縫製産業に従事する女性は、実家や支援ネットワークから離れ、中絶医療を含む安全な医療サービスを受けることができないでいる。

カンボジアにある多くの縫製工場の一つで働く若い女性のSopheakさんは、ベッドの上で泣きながら座っている。彼女はたった今妊娠していることを知らされ、ボーイフレンドはそのニュースを聞いた途端に彼女のもとを去った。

「ボーイフレンドもおらず、未婚でお金もないのに、赤ちゃんだけができました。」彼女は友人が慰めようとした際そう嘆き、「赤ちゃんを中絶することができる秘密の場所」に行く決意を明らかにした。彼女は友人を見上げながら、「こんなことをあなたに言うべきではなかったのだけれど」と続けた。

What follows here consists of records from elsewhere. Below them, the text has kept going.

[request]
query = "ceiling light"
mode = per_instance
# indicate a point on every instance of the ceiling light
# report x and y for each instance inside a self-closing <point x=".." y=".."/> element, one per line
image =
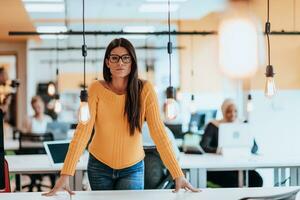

これはNGO支援団体によって作成されたビデオの一場面であるが、画面上で繰り広げられるこうしたドラマは、多くのカンボジア人縫製労働者にとっての現実である。

アパレル産業はカンボジア経済にとっての要であり、女性にとっても唯一最大の雇用先である。約500ある工場では若く、多くは田舎から都会に移り住んできた約50万人の女性労働者を雇用している。

実家や支援ネットワークから離れ、低い教育レベルや低所得といった環境の中で、こういった女性らは特に弱い立場に追い込まれ、国連人口基金(UNFPA)によると、中絶を含めた医療に関する情報やサービスを受けることができないでいる。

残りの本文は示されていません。